Director: Gregor Jordan

Two Hands (1999)

A combination of heist film and coming-of-age romance, Two Hands is worth seeing if only to be reminded just how good an actor Heath Ledger was before his untimely death at the age of just 28. Ledger is Jimmy, a kind-hearted, none-too-bright barker at a stripclub owned by criminal boss, Pando (Brown again). A botched money delivery sees Jimmy in debt to Pando and forced to rob a suburban bank to get the cash. Entwined with this story is Jimmy’s romance with a visiting woman from the country (Rose Byrne), the adventures of a couple of inner-city kids who have stolen Jimmy’s delivery cash, and a narration by Jimmy’s dead criminal brother.

Two Hands boasts some wonderful scenes set in Sydney’s now almost completely gentrified former vice area of Kings Cross.

Chopper (2000)

Director: Andrew Dominik

Chopper (2000)

Andrew Dominik’s biopic of career criminal Mark ‘Chopper’ Read is another excellent directorial debut. The film’s tagline, “Never let the truth get in the way of a good yarn”, was the modus operandi of the former gangster, a tabloid newspaper commentator and author of bestselling exposés of questionable accuracy about Melbourne’s criminal underworld.

Beginning with his 16-year prison stretch for kidnapping, the story shifts to Read’s release and half-hearted effort to put his life together and reconcile with his girlfriend, while settling old scores, then back to prison, where he writes his first bestseller. Eric Bana plays Chopper with scene-stealing zest, bouncing off an excellent supporting cast. Dominik injects the story with an unpredictable, at times almost surreal feel and bursts of violence that veer between horrific and almost comedic. Chopper is a wonderful tale of low-life lawlessness and a sharp comment on the Australian public’s fascination with real-life gangsters.

Animal Kingdom (2010)

Director: David Michôd

Animal Kingdom (2010)

After the death of his junkie mother, 17-year-old Josh (James Frecheville) goes to live with his grandmother Janine ‘Smurf’ Cody (Jacki Weaver) and her brood of four criminal sons, who are locked in a battle with the hardened police armed robbery squad. Uncle Baz (Joel Edgerton) is the only one smart enough to see the family’s criminal days are numbered. His death is the signal for all hell to break loose.

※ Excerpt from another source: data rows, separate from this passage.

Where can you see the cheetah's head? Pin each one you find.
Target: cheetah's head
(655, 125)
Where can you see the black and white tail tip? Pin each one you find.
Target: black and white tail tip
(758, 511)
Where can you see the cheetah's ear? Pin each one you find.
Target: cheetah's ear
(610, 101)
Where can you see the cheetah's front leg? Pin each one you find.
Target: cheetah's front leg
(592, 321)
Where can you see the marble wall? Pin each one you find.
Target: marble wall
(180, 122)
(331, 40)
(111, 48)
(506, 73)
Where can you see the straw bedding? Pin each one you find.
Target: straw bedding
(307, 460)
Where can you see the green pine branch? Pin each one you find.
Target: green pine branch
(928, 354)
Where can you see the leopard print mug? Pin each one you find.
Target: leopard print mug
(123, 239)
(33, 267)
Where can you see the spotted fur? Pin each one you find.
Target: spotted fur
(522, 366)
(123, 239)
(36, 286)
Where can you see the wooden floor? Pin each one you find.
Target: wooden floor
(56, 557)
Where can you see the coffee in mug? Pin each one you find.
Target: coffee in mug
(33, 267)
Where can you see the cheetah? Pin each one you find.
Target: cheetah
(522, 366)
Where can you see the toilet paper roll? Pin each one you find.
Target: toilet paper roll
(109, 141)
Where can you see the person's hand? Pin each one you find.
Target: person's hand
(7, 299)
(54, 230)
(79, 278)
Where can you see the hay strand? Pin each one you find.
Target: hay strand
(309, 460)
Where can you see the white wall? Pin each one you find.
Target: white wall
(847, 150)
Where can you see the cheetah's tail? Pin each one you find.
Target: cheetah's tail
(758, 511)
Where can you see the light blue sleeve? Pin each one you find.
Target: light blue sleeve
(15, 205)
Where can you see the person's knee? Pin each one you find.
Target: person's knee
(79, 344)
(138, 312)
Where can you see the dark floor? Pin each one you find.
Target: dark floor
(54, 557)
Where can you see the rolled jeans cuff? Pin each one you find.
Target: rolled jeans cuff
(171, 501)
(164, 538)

Writer and director David Michod allows Animal Kingdom’s plot to unfold with little context, creating a sense of fear and disorientation. In what was only his second role, Frecheville is the weak link, but his lack of dramatic ability is more than balanced out by the other performances, including Weaver’s chilling turn as the scheming matriarch who will do anything to hold her family together. One of several large and small screen productions based on a notorious Melbourne crime family, the Pettingills.

Mystery Road (2013)

Director: Ivan Sen

Mystery Road (2013)

The first of Ivan Sen’s films to feature Aaron Pedersen as Jay Swan, Mystery Road sees the Aboriginal detective investigate the murder of a young Indigenous woman in a small town in the Queensland outback. Swan soon links the crime to the fatality of another young Aboriginal woman, local criminal interests involved in drugs and prostitution, and a possible connection much closer to his own life.

Mystery Road is a solid rural noir, but what makes it particularly significant is Sen’s examination of the dark side of outback Australia, and, more importantly, the pressures on Swan as a black man working in a white police force, in a fragmented Indigenous culture. As in its sequel, Goldstone, Sen is not afraid to take risks, the biggest one being his use of genre cinema to engage white Australian audiences in a dialogue about racism.